Angela Merkel prende alla lettera l’invito che le viene rivolto da Klaus Schwab, il fondatore del World economic forum: dieci minuti di parole cortesi che si potrebbero riassumere così: «Cancelliera, quali sono gli ordini per l’Europa?». La leader tedesca non si sottrae e a Davos detta l’agenda dei prossimi mesi all’Unione Europea. Seduta in prima fila ci manca poco che la premier della Danimarca, la socialdemocratica Helle Thorning-Schmid non prenda appunti, quando, Trattati comunitari alla mano, sarebbe dovuto toccare a lei, visto che è la presidente di turno della Ue, annunciare le mosse in arrivo.

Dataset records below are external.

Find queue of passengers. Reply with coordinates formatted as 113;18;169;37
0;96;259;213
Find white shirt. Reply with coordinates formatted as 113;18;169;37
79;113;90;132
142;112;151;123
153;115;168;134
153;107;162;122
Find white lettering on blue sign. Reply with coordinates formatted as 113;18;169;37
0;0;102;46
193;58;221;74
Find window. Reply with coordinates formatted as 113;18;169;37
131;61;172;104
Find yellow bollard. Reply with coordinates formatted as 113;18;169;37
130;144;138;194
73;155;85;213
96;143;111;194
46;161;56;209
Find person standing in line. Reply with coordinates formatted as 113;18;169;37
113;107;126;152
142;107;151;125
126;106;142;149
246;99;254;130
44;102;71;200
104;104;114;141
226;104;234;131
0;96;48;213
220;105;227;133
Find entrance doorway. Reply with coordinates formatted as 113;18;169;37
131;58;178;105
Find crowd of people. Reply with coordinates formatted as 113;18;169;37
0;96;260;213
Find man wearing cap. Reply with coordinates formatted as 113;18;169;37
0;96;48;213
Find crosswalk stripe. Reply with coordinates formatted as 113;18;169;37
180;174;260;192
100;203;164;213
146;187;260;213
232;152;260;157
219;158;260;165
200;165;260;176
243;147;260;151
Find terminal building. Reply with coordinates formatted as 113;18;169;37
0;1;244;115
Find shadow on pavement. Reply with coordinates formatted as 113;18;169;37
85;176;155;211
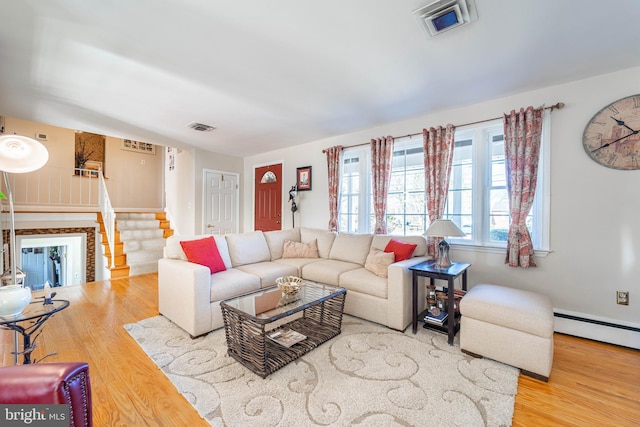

D’accordo: pura utopia in questa fase. La platea di industriali ed economisti arrivati da ogni parte del mondo riconosce un solo leader, quando c’è di mezzo l’Europa, e questo leader è la signora in giacca e pantaloni neri che è salita sul palco. Il messaggio di Merkel è una risposta (e anche un’apertura) a tutti coloro che, a Berlino e all’estero, la accusano di pensare solo al rigore di bilancio. A Davos anche la Germania scopre la «fase due»: ora servono misure per la crescita.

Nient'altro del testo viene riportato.